Proof that his enthusiasm is more widely shared now than at any time since incorporation became possible 25 years ago, is seen in the numbers of firms switching from partnership. According to Mr Sellars, in March about 16% of the nearly 11,000 law firms regulated by the Solicitors Regulation Authority were limited companies. Just 11% were LLPs. Between 2009 and 2010, the number of firms incorporating grew by 26%.

Mr Sellars acknowledged that the partnership model has attractions, including the simplicity of moving money in and out of the firm. Also, high status still attaches to the position of  partner, he admitted. But partnerships also carry unlimited liability and higher earners incur high rates of income tax.

Meanwhile, LLPs have the benefits of partnership, along with limited liability, but enjoy no tax breaks and partners become ‘members’, a term not valued or understood by the public, he argued.

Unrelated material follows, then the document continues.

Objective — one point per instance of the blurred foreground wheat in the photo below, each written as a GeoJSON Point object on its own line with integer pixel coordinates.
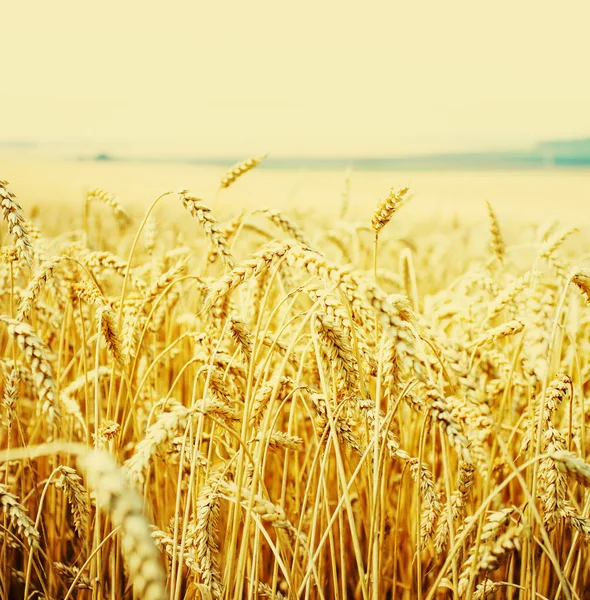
{"type": "Point", "coordinates": [273, 410]}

In contrast, with limited companies the owners’ liability is capped, the primary tax to be paid is corporation tax rather than income tax, and partners have the status of becoming directors. “The biggest advantage of all,” he said, is what he describes as the “golden egg” of incorporation – the directors’ loan account. “In reality this becomes a pot of money you can have at a 10% [rate of] tax.”

One very positive consequence of his firm’s incorporation, said Mr Sellars, is the introduction of share capital, which after the departure of some directors has resulted in uneven voting rights within the former partnership. This has led to “a real sea change in mentality” and “more modern thinking”.

Ultimately it will be the bottom line which determines whether partnerships take the plunge, Mr Sellars predicted: “If you take the decision and you run the numbers and you work out what tax is going to be paid, my view is that you will come to the conclusion that you should incorporate and that it’s the best business structure for you going forward.”

He added: “I wouldn’t like to quantify how much tax we’ve saved, but it is very substantial.”